Sculptures in the form of tunnel books become narrative devices, drawing viewers into an unfolding scene with each layer revealing more of the landscape. The progression reflects on our relationship with the land and evokes contemplation about the possibilities for restoration and harmony.
Nature's resilience is also a source of inspiration. Drawing from the persistence of life growing from concrete cracks, I cut and layer photographs in a similar pattern. Those pieces signify renewal and hope, a visual testament to nature's remarkable ability to endure. By intertwining branches wrapped with photographs, I weave together elements of the landscape, encapsulating both the devastation wrought upon nature and the potential for proactive human intervention.
Charlotta María Hauksdóttir (Icelandic, she/her/hers) is an award winning visual artist based in California, incorporating photography, collage and mixed media in her work. Residing in the USA for over 20 years, she still draws inspiration from her home country Iceland. Her work centers around the unique connection one has to places, and how memories embody and elevate those connections. Hauksdóttir received a BA in Photography from the Istituto Europeo di Design in Rome, Italy and an MFA from the San Francisco Art Institute. She also holds a Diploma in Creative and Critical Thinking from the Iceland Academy of the Arts.

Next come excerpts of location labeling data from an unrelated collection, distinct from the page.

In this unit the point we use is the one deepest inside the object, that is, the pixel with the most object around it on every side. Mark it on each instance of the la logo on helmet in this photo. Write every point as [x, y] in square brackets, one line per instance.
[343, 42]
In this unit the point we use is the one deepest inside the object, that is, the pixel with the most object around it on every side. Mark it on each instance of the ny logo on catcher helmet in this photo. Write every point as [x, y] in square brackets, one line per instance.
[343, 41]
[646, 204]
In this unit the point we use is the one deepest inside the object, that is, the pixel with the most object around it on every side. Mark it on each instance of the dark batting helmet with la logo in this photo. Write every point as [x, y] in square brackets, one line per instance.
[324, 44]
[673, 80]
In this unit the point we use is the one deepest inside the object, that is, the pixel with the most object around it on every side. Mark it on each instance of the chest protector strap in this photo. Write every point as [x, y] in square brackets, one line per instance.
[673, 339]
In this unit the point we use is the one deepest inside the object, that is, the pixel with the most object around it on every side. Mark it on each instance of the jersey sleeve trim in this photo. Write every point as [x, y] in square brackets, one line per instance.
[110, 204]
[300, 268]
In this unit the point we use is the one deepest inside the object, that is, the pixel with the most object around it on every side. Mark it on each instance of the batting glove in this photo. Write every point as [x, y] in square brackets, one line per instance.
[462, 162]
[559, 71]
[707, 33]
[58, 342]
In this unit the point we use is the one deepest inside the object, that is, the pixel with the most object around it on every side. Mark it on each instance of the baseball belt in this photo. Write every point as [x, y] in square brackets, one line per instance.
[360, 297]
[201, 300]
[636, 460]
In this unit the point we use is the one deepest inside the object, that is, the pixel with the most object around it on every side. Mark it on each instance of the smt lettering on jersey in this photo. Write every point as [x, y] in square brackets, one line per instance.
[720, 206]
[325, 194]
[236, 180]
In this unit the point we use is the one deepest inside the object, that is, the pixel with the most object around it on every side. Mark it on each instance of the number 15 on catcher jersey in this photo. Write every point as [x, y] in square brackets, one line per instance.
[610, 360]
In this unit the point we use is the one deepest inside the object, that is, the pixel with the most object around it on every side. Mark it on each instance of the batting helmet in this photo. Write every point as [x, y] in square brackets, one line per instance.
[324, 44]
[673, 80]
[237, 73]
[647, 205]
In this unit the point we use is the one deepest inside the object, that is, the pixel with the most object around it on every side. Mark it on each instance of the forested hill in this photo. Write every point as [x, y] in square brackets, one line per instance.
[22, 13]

Hauksdóttir’s work has been exhibited around the world, with solo exhibitions in the United States, Russia, and Iceland. Venues include, Center for Photographic Art, Berkeley Art Center, Reykjavik Museum of Photography, National Museum of Iceland, San Jose Institute of Contemporary Art, and Marin Museum of Contemporary Art. She has also been invited to participate in photography festivals in China, Portugal, Scotland, Uruguay, Kuala Lumpur, Zurich and Spain. Her photographs have been published in several magazines and books, including a monograph A Sense of Place - Imprints of Iceland that is in the collection of the Art Institute of Chicago, SFMOMA, and Princeton. Public and private collections holding her work include Stanford Health Care, Reykjavik Museum of Photography, Genentech, Fidelity Investments and the Fairmont Banff Springs. Continuum was showcased in the 12th Annual Photobook Show at the Griffin Museum of Photography. Achen’s work can be found in a number of private and corporate collections.